The British Ministry of Defence (MOD) has granted funding to UK-based global major industrial technology group Rolls-Royce to further develop the company’s Artificial Chief Engineer technology. This is an autonomous ship machinery control system, intended to permit naval vessels to carry out long-endurance missions with reduced human involvement.

“Artificial Chief Engineer is a critical enabler for autonomous missions by acting as the equivalent of the engineering department responsible for the health and the operation of an unmanned vessel’s machinery,” explained Rolls-Royce. “Navies intend to increase their use of optionally-manned and unmanned vessels to project power further for less cost by reducing reliance on manpower, allowing higher-risk or longer-endurance missions, and by lowering the procurement and operating costs of future platforms.”

The funding was granted under the Intelligent Ship Phase Two programme of the MOD’s Defence and Security Accelerator. The amount of the funding was not revealed but the programme will run for 16 months. Artificial Chief Engineer is being developed within Rolls-Royce’s own Aletheia Framework, which ensures that all ethical considerations are fully assessed before artificial intelligence (AI) is implemented and that, once it is deployed, the AI’s decisions can be trusted.

“This is incredibly good news for our Artificial Chief Engineer capability, which we launched at (Defence and Security Equipment International) in 2019,” highlighted Rolls-Royce Defence Naval Electrical, Automation and Controls Programme executive Ben Thorp. “Our involvement in this funding programme certainly strengthens our position with the UK MOD for Unmanned Surface Vessel enablers.
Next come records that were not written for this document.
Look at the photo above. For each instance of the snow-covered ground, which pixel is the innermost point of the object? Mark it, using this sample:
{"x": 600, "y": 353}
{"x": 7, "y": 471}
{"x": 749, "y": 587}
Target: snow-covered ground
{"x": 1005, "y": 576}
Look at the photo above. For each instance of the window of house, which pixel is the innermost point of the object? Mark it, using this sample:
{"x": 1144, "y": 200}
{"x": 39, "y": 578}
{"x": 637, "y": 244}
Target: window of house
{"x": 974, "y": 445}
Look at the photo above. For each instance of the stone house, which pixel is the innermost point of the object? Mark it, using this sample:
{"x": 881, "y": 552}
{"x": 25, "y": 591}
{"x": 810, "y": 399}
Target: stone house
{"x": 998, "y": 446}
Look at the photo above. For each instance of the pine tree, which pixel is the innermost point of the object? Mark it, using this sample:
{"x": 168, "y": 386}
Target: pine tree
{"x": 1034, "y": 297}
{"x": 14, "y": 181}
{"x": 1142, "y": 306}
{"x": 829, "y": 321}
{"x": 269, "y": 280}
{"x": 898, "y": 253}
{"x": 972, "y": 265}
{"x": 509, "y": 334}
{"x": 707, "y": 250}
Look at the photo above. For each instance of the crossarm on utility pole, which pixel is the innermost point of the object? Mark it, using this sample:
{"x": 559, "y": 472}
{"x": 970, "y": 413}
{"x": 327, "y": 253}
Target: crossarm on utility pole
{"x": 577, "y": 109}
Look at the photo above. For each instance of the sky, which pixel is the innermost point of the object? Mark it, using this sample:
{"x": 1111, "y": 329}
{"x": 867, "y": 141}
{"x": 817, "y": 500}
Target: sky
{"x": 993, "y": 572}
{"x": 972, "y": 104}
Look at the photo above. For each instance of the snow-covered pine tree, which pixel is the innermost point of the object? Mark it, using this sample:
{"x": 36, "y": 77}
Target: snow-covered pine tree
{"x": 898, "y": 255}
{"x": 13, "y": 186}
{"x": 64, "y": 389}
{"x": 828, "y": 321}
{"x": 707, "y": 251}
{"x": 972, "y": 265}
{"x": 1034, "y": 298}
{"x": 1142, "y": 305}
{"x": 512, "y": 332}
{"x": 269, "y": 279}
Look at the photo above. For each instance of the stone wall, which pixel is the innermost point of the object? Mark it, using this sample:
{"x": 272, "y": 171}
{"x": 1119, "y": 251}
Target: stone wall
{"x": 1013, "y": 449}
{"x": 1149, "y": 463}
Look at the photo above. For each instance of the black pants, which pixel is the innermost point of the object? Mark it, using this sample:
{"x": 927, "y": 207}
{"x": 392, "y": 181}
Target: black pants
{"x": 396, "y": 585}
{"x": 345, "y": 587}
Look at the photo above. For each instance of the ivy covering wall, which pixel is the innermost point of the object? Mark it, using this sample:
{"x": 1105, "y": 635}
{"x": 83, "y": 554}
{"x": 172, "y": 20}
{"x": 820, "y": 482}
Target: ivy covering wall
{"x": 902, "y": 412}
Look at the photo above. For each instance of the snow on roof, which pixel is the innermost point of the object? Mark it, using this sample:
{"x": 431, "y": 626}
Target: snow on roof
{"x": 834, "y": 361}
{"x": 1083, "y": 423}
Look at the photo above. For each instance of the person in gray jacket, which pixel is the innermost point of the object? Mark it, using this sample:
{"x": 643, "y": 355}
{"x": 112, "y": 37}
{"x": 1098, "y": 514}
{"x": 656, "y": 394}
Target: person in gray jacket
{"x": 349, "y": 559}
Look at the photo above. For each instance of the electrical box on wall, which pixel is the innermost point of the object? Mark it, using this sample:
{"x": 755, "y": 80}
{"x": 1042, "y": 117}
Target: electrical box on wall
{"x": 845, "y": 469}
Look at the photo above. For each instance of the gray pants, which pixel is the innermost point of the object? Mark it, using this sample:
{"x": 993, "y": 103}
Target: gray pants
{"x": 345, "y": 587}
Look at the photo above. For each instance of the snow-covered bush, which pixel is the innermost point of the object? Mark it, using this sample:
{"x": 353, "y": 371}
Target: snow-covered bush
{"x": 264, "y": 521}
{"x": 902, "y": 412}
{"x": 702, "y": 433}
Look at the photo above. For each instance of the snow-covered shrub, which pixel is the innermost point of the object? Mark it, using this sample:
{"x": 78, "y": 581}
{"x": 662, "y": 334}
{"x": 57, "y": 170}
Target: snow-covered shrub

This funding will also increase the technical maturity of Artificial Chief Engineer for further applications across the breadth of the marine market, both Naval and Commercial, where we are seeing increasing levels of demand for this type of technology.”

Intelligent Ship is a programme of the UK Defence Science and Technology Laboratory and serves to develop, evaluate and de-risk novel intelligent system technologies, including Artificial Chief Engineer, that increase the technical advantages of the UK armed forces. The programme will research the best ways to employ effective human-AI collaboration in order to ensure better planning and decision-making within complex operating environments. This has been made necessary by the swift growth in AI, automation, autonomy and machine learning technologies.  

“Artificial Chief Engineer is an on-board, secure, decision-making control system designed to intelligently operate the machinery of lean-manned and unmanned naval vessels,” elucidated the company. “The technology makes condition-based decisions about how best to operate the machinery – including the engines, propulsion system, electrical network and fuel system – using algorithms to optimise the ship for maximum efficiency, lowest noise, top speed or to preserve damaged equipment as required by the ship’s mission. This reduces the workload of remote operators and allows increased mission and system complexity in future unmanned ship designs.”